I boss di cosa nostra non sono ammessi alla deposizione di Giorgio Napolitano nell’ambito del processo sulla trattativa Stato-mafia. La decisione è della Corte di Assise di Palermo che ha rigettato la richiesta avanzata dagli imputati: oltre a Totò Riina, avevano chiesto di essere presenti anche Leoluca Bagarella e l’ex ministro Nicola Mancino.
La deposizione è fissata al Quirinale per il 28 ottobre. Riina tramite il suo legale Luca Cianferoni ha spiegato le ragioni del perché voleva essere presente, riportate dal Corriere della Sera: “Andare al Quirinale per dare corso alla prova costituisce un atto dovuto, ma negare all’imputato il diritto di partecipare non altrettanto: non si vede perché l’imputato non debba presenziare”.
In un passaggio della memoria di nove pagine firmata dal legale del boss mafioso, si legge: “Come assolutamente non poteva venti anni fa, neanche oggi il Paese può ancora permettersi la verità su quelle stragi”.
I giudici di Palermo hanno argomentato la decisione: al Quirinale la Costituzione riconosce una immunità che di per sé impedisce la presenza degli imputati alla deposizione del capo dello Stato al processo sulla trattativa Stato-mafia. L’immunità della sede, precisano i giudici, “ad esempio esclude l’accesso delle forze dell’ordine con la conseguenza che non sarebbe possibile né ordinare l’accompagnamento con la scorta degli imputati detenuti, né più in generale assicurare l’ordine dell’udienza come avviene nelle aule di giustizia preposte”.
Inoltre, a ulteriore sostegno dell’esclusione della presenza dei boss Riina e Bagarella, la Corte precisa che questi “per legge non potrebbero partecipare neppure a un processo che si svolga in un’aula ordinaria”: la legge, infatti, prevede per i capimafia al 41 bis la presenza in videoconferenza. “Previsione – dice la Corte – che rende impossibile la loro presenza al Quirinale. Né – spiega la Corte – in assenza di norme specifiche potrebbe farsi ricorso alla partecipazione a distanza, poiché questa è prevista solo per le attività svolte nelle aule di udienza”.

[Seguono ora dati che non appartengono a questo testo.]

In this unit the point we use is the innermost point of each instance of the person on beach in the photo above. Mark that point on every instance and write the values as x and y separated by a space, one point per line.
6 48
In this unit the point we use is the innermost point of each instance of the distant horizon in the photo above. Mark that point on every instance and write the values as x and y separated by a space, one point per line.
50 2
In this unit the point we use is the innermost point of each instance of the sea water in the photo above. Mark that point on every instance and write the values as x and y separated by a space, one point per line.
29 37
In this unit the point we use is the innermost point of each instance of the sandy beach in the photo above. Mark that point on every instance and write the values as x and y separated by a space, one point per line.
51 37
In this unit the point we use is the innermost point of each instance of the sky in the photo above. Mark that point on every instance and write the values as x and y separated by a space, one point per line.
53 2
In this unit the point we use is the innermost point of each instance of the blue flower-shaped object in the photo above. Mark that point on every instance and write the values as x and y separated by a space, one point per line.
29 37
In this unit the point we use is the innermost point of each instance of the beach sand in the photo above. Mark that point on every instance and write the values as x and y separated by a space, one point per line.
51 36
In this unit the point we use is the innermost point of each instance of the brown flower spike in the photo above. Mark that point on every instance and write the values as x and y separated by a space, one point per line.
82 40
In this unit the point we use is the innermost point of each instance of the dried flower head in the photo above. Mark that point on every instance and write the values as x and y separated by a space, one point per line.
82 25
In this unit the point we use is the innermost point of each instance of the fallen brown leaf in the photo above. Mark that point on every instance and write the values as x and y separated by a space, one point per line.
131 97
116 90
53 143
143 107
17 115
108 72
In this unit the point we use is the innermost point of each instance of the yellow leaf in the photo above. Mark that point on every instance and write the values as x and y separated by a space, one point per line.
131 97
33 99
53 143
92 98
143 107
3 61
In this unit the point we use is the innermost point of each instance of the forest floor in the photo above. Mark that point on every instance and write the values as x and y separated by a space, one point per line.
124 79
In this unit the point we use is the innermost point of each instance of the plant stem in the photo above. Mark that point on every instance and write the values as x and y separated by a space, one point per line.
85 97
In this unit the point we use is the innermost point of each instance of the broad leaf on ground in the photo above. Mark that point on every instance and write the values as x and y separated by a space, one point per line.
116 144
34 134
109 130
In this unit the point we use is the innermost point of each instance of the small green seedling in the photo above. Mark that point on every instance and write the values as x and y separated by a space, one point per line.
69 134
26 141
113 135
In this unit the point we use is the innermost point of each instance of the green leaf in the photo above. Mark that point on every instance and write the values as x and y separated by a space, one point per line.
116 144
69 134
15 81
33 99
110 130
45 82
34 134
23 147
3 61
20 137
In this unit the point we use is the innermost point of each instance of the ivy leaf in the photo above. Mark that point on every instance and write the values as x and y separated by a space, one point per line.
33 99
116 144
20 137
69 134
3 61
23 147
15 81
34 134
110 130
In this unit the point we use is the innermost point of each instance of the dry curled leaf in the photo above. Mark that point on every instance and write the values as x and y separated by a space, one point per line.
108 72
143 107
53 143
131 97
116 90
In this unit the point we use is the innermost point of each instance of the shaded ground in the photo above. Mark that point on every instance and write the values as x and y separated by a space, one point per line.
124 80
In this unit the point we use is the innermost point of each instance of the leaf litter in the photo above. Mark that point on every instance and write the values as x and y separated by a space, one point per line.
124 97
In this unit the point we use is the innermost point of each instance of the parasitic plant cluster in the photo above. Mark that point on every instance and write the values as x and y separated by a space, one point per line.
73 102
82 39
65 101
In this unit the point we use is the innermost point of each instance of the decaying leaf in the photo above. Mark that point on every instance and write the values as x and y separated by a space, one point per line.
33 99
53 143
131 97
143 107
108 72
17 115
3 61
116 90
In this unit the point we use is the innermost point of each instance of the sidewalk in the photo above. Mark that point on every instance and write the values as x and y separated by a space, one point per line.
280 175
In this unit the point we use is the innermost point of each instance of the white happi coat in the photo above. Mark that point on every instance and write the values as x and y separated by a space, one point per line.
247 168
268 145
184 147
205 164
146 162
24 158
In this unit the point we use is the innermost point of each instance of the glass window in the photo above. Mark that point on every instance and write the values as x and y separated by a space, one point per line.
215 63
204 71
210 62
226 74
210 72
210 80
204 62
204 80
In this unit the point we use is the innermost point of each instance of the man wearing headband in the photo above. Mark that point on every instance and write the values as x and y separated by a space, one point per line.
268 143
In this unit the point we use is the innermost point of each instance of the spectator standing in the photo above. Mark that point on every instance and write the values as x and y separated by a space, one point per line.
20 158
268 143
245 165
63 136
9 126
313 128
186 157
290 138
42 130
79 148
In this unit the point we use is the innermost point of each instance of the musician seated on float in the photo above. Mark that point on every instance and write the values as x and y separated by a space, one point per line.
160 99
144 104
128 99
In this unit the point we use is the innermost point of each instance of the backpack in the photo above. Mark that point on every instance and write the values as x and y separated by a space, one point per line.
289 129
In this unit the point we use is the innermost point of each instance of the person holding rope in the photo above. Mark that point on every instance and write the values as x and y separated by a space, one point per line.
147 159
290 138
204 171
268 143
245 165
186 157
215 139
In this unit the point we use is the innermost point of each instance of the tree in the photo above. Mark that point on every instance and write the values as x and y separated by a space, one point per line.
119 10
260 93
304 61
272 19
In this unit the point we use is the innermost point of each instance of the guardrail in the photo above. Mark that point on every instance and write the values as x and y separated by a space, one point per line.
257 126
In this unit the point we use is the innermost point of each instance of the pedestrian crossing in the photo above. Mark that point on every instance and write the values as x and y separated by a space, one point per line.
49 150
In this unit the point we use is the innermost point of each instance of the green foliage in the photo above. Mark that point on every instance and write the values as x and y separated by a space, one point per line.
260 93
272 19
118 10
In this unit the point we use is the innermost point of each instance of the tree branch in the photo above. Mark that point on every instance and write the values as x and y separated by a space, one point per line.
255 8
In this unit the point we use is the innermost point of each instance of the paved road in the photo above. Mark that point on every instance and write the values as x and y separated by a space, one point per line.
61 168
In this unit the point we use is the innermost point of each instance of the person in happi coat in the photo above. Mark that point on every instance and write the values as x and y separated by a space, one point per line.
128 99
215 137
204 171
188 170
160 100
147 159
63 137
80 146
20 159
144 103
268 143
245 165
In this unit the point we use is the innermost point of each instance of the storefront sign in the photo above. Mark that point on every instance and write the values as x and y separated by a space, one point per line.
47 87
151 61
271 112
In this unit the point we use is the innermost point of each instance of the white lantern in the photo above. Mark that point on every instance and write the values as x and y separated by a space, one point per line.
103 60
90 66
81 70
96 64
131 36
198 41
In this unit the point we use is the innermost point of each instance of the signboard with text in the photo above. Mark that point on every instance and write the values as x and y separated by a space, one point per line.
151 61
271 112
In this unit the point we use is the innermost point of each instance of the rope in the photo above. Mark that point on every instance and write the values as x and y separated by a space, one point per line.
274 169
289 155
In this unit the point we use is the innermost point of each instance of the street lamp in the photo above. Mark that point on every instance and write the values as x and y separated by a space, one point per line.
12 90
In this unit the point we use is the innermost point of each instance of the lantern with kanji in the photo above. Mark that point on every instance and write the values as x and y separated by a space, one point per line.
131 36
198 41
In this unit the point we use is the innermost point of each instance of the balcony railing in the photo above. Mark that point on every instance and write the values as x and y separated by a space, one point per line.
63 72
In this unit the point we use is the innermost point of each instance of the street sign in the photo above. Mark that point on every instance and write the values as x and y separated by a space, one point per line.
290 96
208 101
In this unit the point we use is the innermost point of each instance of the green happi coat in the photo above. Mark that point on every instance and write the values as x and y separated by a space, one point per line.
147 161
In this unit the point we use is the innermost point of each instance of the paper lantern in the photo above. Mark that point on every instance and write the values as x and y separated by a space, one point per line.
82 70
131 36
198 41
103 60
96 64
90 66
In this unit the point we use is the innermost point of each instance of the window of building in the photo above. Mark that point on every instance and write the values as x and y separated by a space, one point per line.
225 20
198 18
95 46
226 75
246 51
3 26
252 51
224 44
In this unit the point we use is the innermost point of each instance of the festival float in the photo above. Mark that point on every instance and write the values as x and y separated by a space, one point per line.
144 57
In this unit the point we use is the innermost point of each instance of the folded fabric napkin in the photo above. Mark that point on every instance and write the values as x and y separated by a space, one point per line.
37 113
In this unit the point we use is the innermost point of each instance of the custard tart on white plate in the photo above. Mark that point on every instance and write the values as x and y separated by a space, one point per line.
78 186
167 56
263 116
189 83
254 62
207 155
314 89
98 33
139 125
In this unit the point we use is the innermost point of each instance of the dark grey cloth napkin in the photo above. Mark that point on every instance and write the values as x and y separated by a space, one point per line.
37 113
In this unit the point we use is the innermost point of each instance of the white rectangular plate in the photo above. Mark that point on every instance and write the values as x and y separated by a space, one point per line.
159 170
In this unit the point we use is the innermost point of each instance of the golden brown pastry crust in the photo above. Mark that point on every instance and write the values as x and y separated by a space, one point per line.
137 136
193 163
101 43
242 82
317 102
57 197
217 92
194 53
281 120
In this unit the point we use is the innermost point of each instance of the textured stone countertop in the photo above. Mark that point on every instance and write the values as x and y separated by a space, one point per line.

“É una decisione giuridicamente errata perché Riina, come tutti gli altri imputati, ha interesse a conoscere i rapporti intercorsi tra Mancino, D’Ambrosio e la presidenza della Repubblica a proposito di questa trattativa che viene contestata a Riina”, ha dato ad Affaritaliani.it Cianferoni: “Non sono d’accordo con il giudice Montalto – continua Cianferoni -. Ci sarà modo di rivedere questa decisione in altre sedi. Loro sono i giudici ma noi faremo l’impugnazione del caso”. Cianferoni annuncia anche che chiederà l’annullamento del processo: “Lo farò certamente. Io il 28 ci sarò ma non ci faranno fare nulla. Questa decisione fa capire che non si potrà neppure fare domande. Credo che venga negato il diritto alla difesa”.